Friday, December 24, 2010


Resource allocation is one of the major tasks of MAC because the medium access mechanisms of MAC directly affect the spectrum and power utilization. Accordingly, the MAC sublayer specifications in the IEEE 802.16 standard, relevant to our discussion in the next section, are introduced in the following.

Despite the advantages of OFDM in mitigating the channels’s impairments as mentioned before, underutilization of transmitter power and network subcarriers is its disadvantage. When an OFDM transmitter accesses the channel in a time division manner, e.g., time division multiple access (TDMA), the transmitter is forced to transmit on all available subcarriers Nsc, although it may require a less number of subcarriers to satisfy its transmission rate requirement. Consequently, the transmitter power consumption increases as the number of subcarriers increases. This disadvantage motivates the development of a PHY technology where transmitters are multiplexed in time and frequency, i.e., OFDMA. In such a technology, the users are exclusively assigned a subset of the network available subcarriers in each time slot.
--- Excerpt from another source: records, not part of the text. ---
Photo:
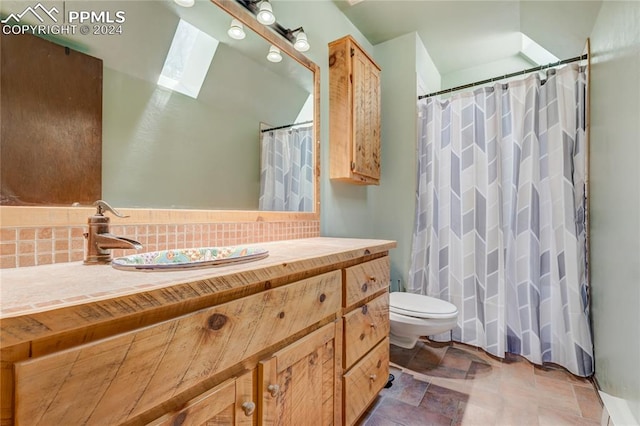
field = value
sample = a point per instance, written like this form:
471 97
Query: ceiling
465 34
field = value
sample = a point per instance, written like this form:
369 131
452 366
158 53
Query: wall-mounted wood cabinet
354 113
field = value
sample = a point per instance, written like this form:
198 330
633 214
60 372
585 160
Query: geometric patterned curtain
500 217
286 170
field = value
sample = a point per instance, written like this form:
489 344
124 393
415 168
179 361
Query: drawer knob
273 390
248 408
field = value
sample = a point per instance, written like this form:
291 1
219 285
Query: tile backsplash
32 246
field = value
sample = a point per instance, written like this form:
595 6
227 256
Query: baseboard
616 411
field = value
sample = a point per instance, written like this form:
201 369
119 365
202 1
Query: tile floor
456 384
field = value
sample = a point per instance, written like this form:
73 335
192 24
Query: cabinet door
300 384
230 403
366 116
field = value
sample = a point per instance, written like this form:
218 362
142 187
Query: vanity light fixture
300 44
185 3
236 30
265 13
274 54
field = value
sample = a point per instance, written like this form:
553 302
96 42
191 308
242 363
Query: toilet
415 315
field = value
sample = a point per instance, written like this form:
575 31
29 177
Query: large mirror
166 150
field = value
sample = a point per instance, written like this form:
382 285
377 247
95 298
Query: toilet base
403 341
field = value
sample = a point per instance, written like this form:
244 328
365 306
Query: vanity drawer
365 279
364 327
230 403
114 380
365 380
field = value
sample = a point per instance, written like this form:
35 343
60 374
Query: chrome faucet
100 241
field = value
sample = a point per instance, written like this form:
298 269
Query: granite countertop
34 299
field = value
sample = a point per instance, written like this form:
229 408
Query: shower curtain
286 170
500 217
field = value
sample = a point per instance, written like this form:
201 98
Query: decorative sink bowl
192 258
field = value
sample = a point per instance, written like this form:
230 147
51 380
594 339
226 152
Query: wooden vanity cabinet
366 329
310 351
233 402
298 384
354 113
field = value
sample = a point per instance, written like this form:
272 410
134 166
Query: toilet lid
420 306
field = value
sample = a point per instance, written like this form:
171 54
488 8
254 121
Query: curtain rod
501 77
286 125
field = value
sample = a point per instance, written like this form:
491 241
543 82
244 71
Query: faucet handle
103 206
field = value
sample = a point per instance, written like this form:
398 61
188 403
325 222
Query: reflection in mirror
166 149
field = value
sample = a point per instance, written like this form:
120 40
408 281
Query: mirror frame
36 216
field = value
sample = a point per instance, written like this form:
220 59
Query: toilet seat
420 306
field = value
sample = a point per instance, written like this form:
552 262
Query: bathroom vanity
299 335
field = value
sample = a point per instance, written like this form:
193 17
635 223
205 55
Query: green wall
615 200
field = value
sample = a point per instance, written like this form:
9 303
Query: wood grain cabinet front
114 380
354 113
364 280
363 381
364 327
233 402
299 385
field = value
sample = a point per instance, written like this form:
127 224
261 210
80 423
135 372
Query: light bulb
185 3
301 44
236 30
265 14
274 54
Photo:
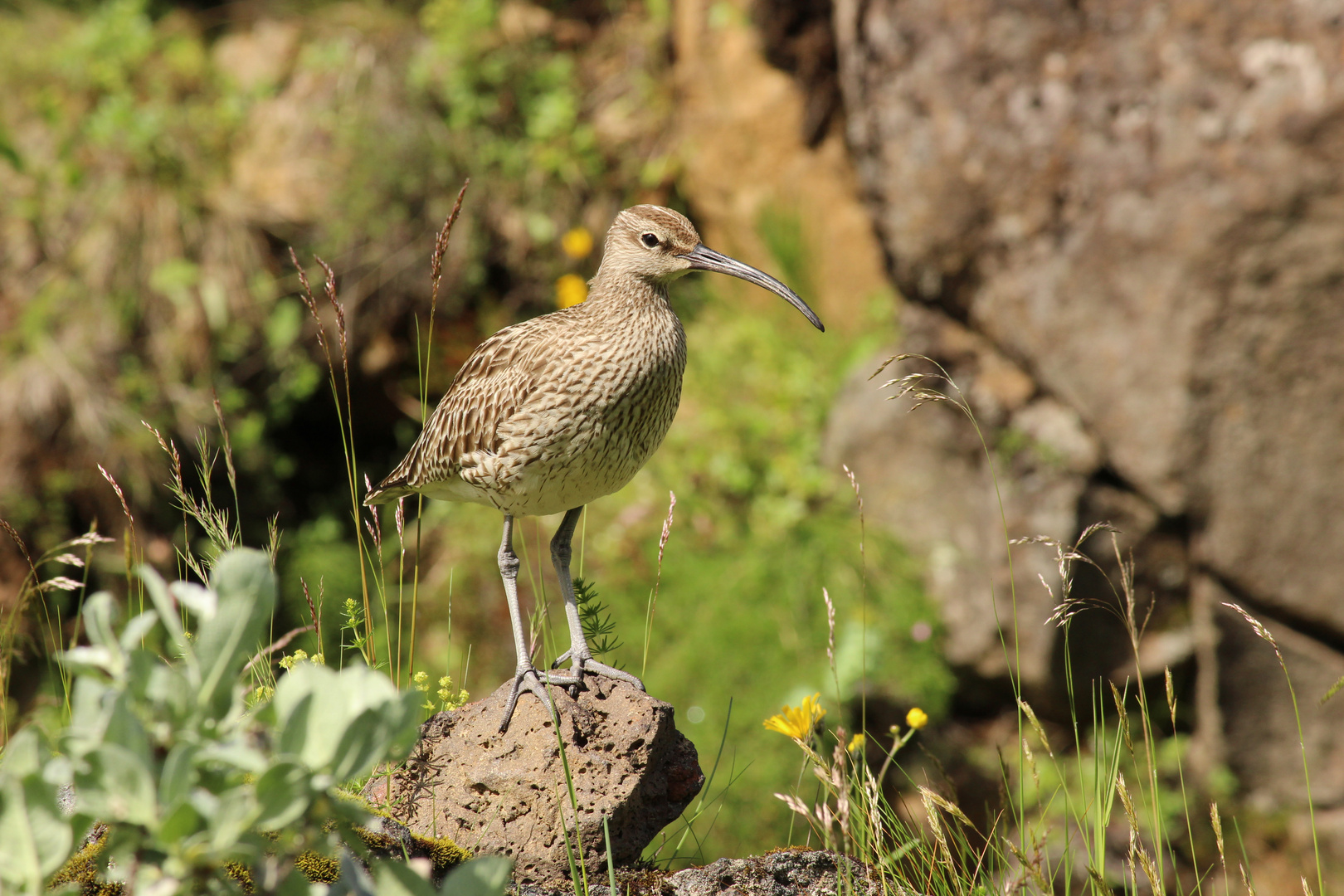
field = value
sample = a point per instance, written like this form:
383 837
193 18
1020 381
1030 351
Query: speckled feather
557 411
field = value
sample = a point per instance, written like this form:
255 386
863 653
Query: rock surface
507 794
1140 204
788 872
926 477
784 872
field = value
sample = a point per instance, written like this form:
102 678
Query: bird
557 411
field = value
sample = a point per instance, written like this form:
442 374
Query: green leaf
397 879
179 774
180 821
117 786
283 794
293 733
246 589
23 755
90 705
138 629
233 816
344 722
124 730
158 590
34 839
34 835
485 876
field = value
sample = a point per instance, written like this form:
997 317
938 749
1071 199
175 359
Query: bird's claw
530 679
587 665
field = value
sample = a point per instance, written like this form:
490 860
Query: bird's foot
528 679
587 665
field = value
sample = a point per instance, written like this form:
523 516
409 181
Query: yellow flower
570 289
577 243
797 723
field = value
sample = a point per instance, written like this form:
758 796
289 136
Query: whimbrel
557 411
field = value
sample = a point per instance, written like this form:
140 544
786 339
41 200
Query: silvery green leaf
236 755
233 816
398 879
100 614
199 599
319 728
34 839
124 730
246 587
23 755
168 688
179 772
362 746
485 876
138 629
179 821
90 704
117 786
293 722
283 796
100 659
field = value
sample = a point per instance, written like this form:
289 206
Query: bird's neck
626 295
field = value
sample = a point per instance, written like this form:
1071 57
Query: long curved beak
704 258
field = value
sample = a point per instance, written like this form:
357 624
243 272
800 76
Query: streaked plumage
557 411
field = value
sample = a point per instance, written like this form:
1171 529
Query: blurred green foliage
149 183
760 529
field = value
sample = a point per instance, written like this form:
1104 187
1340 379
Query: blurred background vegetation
158 162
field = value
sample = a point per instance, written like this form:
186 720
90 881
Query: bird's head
660 245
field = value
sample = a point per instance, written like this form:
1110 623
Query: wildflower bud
570 289
577 243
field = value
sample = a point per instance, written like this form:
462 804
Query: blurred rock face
1142 206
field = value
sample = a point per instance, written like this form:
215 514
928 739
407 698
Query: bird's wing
481 409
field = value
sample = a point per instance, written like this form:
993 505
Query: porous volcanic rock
505 793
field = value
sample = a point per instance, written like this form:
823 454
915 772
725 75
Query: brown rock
507 794
788 872
1259 730
1142 204
926 477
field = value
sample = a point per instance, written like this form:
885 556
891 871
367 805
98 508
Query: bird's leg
526 677
578 653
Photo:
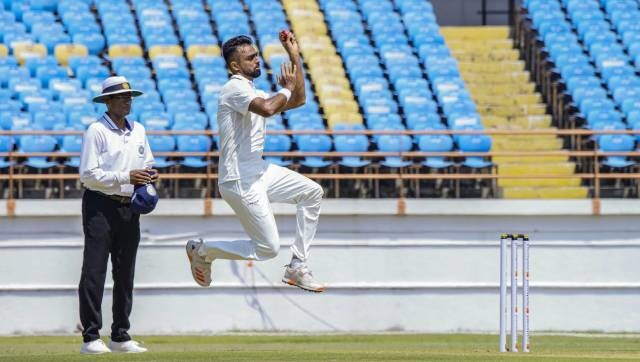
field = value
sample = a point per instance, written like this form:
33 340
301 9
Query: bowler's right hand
139 177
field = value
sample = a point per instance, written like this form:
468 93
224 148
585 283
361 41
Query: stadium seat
6 145
277 143
64 51
72 143
351 143
38 143
125 50
436 143
314 143
159 144
475 143
193 143
395 143
617 143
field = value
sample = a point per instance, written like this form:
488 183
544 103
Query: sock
296 263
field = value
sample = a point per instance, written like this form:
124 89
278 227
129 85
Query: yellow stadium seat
315 42
519 193
529 159
332 72
343 118
305 29
530 122
563 192
64 51
125 50
339 105
273 49
331 83
335 93
158 50
322 60
541 182
300 4
195 51
555 168
24 50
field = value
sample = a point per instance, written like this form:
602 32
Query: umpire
115 157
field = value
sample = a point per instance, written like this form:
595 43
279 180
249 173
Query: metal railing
414 173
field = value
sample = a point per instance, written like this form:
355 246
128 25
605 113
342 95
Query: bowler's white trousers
251 200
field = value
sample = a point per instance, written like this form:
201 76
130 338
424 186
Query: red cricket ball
284 34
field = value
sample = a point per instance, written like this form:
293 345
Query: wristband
285 92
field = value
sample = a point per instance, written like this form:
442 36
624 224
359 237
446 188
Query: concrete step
339 260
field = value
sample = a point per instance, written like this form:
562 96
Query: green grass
392 347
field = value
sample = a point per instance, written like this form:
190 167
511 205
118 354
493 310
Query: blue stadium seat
436 143
6 145
475 143
617 143
191 143
162 143
72 143
351 143
314 143
395 143
155 120
38 143
277 143
48 120
193 120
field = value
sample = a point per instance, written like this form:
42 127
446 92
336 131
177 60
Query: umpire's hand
141 177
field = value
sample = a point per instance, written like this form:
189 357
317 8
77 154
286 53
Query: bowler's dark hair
230 47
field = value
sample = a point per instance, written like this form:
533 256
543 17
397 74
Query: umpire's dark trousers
110 227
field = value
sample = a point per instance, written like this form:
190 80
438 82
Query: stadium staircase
508 100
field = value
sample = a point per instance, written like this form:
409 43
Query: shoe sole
291 282
87 352
191 267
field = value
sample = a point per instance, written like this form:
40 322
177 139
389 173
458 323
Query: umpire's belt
118 198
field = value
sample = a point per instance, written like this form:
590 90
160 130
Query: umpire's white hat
115 85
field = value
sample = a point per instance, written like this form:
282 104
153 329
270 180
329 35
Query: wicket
515 240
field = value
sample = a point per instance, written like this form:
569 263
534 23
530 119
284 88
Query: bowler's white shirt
241 131
110 153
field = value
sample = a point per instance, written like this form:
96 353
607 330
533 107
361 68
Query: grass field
394 347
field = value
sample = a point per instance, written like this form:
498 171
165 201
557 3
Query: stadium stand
507 100
585 55
377 65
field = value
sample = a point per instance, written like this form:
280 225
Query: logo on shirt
151 190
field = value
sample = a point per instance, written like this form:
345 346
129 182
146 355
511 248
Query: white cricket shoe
302 277
126 347
200 267
94 347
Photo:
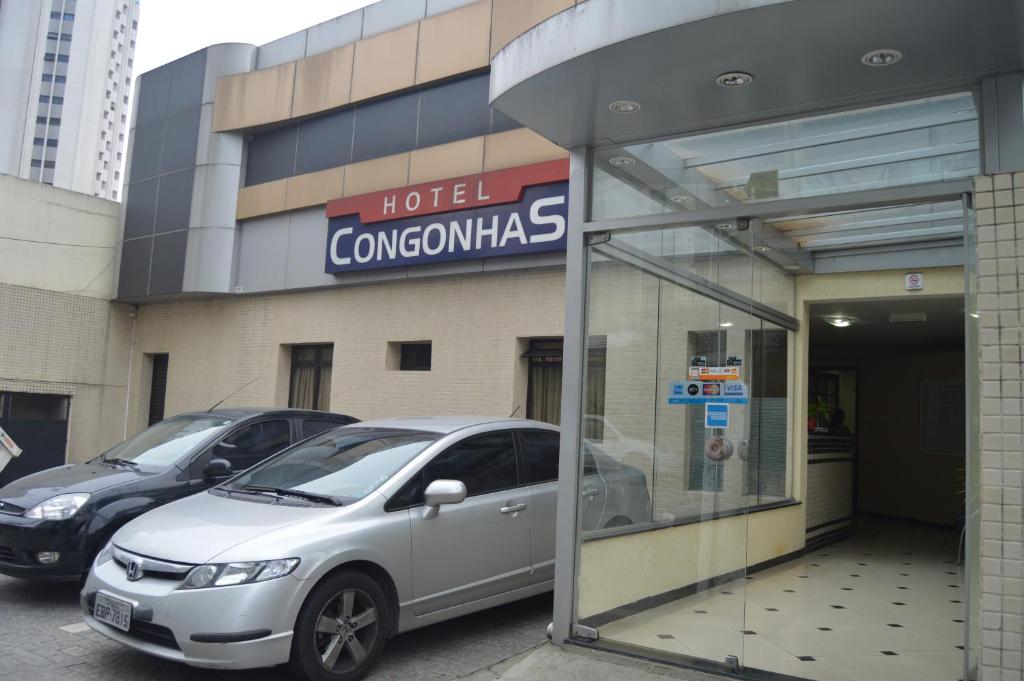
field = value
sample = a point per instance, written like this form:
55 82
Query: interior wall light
882 57
625 107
The number of both time slots and subcarriers can be dynamically assigned to each user; this is referred to as dynamic subcarrier assignment which introduces multiuser diversity. The multiuser diversity gain arises from the fact that the utilization of given resources varies from one user to another. A subcarrier may be in deep fading for one user  while it is not for another user (e.g., the same subcarrier for user O). Allocating this particular subcarrier to the user with higher channel gain permits higher transmission rate. To achieve multiuser diversity gain, a scheduler at the MAC sublayer is required to schedule users in appropriate frequency and time slots.

Point-to-multipoint (PMP) as well as mesh topologies are supported in the IEEE 802.16 standard. PMP mode operations are centrally controlled by the BS, but mesh mode can be either centralized or decentralized, i.e., distributed. In a centralized mesh, a mesh BS (a node that is directly connected to the backbone) coordinates communications among the nodes. Decentralized mesh is similar to multihop adhoc networks in the sense that the nodes should coordinate among themselves to avoid collision or reduce the transmission interference.

In PMP mode, the uplink (UL) channel, transmissions from users to BS, is shared by all users, i.e., UL is a multiple access channel. On the other hand, downlink (DL) channel, transmissions from BS to subscriber stations (SSs), is a broadcast channel. The duplexing methods of UL and DL include time division duplexing (TDD), frequency division duplexing (FDD), and half-duplex FDD (HFDD). Unlike PMP mode, there is no clear UL and DL channel defined for mesh mode.

An outstanding feature of WiMAX is heterogeneous traffic support over wireless channels. IEEE 802.16 provides service for four traffic types known as service flows. The mechanism of bandwidth assignment to each SS depends on the QoS requirements of its service flows. The service flows and their corresponding bandwidth request mechanisms are as follows:
  • Unsolicited grant service (UGS): This service supports constant bit rate traffic. Bandwidth is granted to this service periodically or in case of traffic presence by the BS.

  • Real-time polling service (rtPS): This service has been provided for real-time service flows with variable-size data packets issued periodically. rtPS flows can send their bandwidth request to the BS after being polled.

  • Nonreal-time polling service (nrtPS): This service is for nonreal-time traffic with variable-size data packets. nrtPS can gain access to the channel using monocast or multicast polling mechanisms. Upon receiving a multicast polling, the nrtPS service can take part in a contention in the bandwidth contention range.

  • Best effort (BE) service: This service provides the minimum required QoS for nonreal-time traffic. The channel access mechanism of this service is based on contention.